The Car’s Resale Value Is High
“I recommend starting by assessing the car’s resale value and comparing it to the remaining loan balance,” said David Blain, CFA, chief executive officer at BlueSky Wealth Advisors. “If you are in a position where selling the vehicle and settling the loan leaves you with a surplus, consider investing that surplus into a more cost-effective car.”
If you instead realize that you owe more than the car’s worth, refinancing could be a sound strategy. It’ll lower your monthly payments until selling or trading in your vehicle makes more sense.
You’re Spending Too Much on Maintenance
When you have a vehicle, you’ll generally need to spend some money on repairs, maintenance and general upkeep. But if you find yourself taking frequent trips to the mechanic or spending hundreds or thousands of dollars on repairs, it’s probably a sign that a change is in order.

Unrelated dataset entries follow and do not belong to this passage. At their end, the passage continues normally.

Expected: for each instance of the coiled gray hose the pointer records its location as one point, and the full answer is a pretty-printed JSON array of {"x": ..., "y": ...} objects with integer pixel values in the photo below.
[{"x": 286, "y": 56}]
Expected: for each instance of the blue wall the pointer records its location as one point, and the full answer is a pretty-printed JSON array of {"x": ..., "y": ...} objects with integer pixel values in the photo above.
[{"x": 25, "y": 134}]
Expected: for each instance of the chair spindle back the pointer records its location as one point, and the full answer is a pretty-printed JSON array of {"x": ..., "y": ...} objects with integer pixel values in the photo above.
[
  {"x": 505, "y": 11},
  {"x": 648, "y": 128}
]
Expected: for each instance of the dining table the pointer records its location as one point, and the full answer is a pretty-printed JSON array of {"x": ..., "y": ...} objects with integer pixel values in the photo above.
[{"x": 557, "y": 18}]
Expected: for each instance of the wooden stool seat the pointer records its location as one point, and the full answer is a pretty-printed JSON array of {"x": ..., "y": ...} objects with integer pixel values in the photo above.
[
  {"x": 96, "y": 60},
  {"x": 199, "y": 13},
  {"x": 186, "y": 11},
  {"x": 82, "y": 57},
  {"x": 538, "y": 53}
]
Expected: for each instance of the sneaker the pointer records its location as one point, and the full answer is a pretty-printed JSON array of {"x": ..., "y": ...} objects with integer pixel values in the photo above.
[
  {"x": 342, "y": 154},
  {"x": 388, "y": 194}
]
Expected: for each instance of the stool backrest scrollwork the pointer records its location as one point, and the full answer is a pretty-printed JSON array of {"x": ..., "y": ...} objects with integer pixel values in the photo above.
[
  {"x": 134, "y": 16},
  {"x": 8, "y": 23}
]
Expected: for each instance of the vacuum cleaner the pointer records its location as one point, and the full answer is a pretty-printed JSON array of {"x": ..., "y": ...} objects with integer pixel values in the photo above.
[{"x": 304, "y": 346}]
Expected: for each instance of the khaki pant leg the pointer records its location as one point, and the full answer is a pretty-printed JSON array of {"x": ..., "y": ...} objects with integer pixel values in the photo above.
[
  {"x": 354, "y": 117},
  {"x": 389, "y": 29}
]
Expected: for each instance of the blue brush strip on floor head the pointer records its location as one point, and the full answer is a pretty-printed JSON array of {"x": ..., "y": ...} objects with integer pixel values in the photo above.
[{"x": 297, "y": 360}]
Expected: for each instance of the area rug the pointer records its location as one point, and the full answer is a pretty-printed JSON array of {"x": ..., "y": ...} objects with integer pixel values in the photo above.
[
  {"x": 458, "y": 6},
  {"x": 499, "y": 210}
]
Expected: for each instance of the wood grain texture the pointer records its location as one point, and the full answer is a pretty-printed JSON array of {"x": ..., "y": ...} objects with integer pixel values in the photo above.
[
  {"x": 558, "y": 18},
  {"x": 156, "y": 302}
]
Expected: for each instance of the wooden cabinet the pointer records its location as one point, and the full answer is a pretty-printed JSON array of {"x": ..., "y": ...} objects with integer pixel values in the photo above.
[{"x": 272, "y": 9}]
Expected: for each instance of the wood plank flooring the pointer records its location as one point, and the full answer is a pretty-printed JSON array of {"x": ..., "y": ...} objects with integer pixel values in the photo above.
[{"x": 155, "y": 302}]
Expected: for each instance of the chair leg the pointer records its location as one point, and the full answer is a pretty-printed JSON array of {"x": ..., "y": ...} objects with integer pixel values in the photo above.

“It’s a great idea to get as much value as you can out of your purchases. But when you reach a point where maintenance and repairs are becoming costly and your vehicle is becoming unreliable, it’s probably time to find a good value on a newer used car,” said Stearn.
You’ve Put Other Goals On Hold
“One clear sign that a car is out of [your] budget is when the vehicle-related expenses prevent you from reaching your financial goals, such as saving for retirement or building an emergency fund,” said Blain.
There are times in life when it might make sense to hold off on other, long-term financial goals. But if you’ve been struggling to save, invest or work toward other goals because of your car, that’s a bigger problem that needs to be addressed.
You Don’t Drive Much
If you don’t drive enough to justify an expensive car payment, you might want to downgrade. You can save money that way, while still having a vehicle for when you do need it.
Evaluate your actual transportation needs versus wants. Are you paying a lot every month just to own a vehicle you don’t often use? If so, see if trading it in or selling it for something cheaper — or even public transportation — makes more sense.
Insurance Is Eating Into Your Budget
Car insurance is required in nearly every state. Every state also has its minimum coverage requirements, though you might still want to opt for full coverage or even gap coverage for that extra peace of mind.
If you own a more expensive vehicle, or if you have a history of accidents or other issues, you might be paying more for car insurance. The more you pay, the less you have for other expenses or future financial goals.
You could potentially get a lower rate by downgrading to a cheaper car. But if you don’t want to do that, you still have options.
“For those looking to free up extra cash without downgrading, I suggest scrutinizing your insurance policies and maintenance habits,” said Blain. “Opting for a higher deductible or shopping around for more competitive insurance rates can yield savings.”
You’re Ready for a Change
Sometimes, all you need is to know that you’re ready for a change. In the case of your car, that could mean trading it in for a cheaper model — one that can also save you money.
“You could either do a dealer trade-in or sell the car and purchase a more affordable one,” said Stearn. “If you’re still making payments, the lender will have a lien on the car. In that case, you’ll need to contact the lender to tell them your plans and find out how you’ll need to go about it, including paperwork and anything the buyer would need to do.”
You’re on the Verge of Repossession
Cars get repossessed when you’re behind on payments — usually at least three months behind. If you’re worried about this happening, you need to make a change.
“Whatever you do, don’t let your car get repossessed,” said Stearn. “If it gets to the point where you’re missing payments and that could happen, call the lender and arrange a voluntary surrender. This is a last resort, because it will hurt your credit, but it won’t be as bad as a repo.”